- Lysterfield South
- Interactive map of Lysterfield South
- Coordinates: 37°56′56″S 145°15′36″E﻿ / ﻿37.949°S 145.260°E
- Country: Australia
- State: Victoria
- City: Melbourne
- LGA: City of Casey;
- Location: 30 km (19 mi) from Melbourne; 6 km (3.7 mi) from Dandenong;

Government
- • State electorate: Rowville;
- • Federal division: Bruce;

Area
- • Total: 4.6 km^{2} (1.8 sq mi)
- Elevation: 155 m (509 ft)

Population
- • Total: 994 (2021 census)
- • Density: 216.1/km^{2} (560/sq mi)
- Postcode: 3156
Suburbs around Lysterfield South
| Rowville |  | Lysterfield |
| Endeavour Hills | Lysterfield South | Lysterfield |
|  | Endeavour Hills | Narre Warren North |

= Lysterfield South =

Lysterfield South is an outer suburb in Melbourne, Victoria, Australia, 30 km south-east of Melbourne's Central Business District, located within the City of Casey local government area.

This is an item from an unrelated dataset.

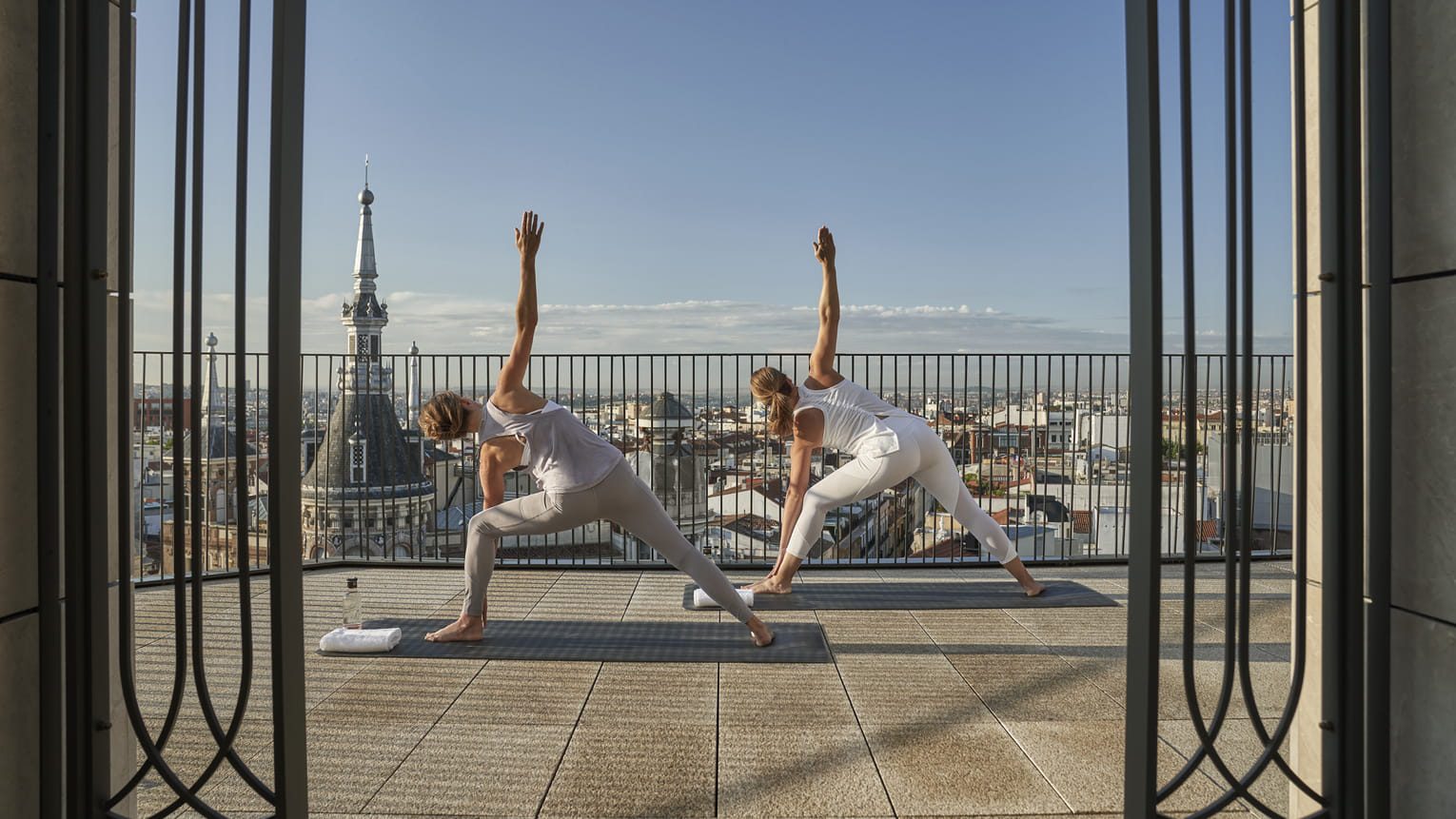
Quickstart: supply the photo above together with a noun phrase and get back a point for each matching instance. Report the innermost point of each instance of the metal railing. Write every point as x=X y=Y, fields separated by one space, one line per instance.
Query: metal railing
x=1041 y=439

Lysterfield South recorded a population of 994 at the 2021 census.

It is notable for containing Churchill National Park which can be entered via Army Road, from Churchill Park Drive.

==History==

Lysterfield South was originally inhabited by the Wurundjeri tribe of the Kulin nation.

The area was first settled by European settlers in 1838, with it and its surrounding suburbs originally part of Narre Warren North, which it now borders. The development of Lysterfield South is closely linked with that of its neighbouring suburbs Lysterfield and Rowville.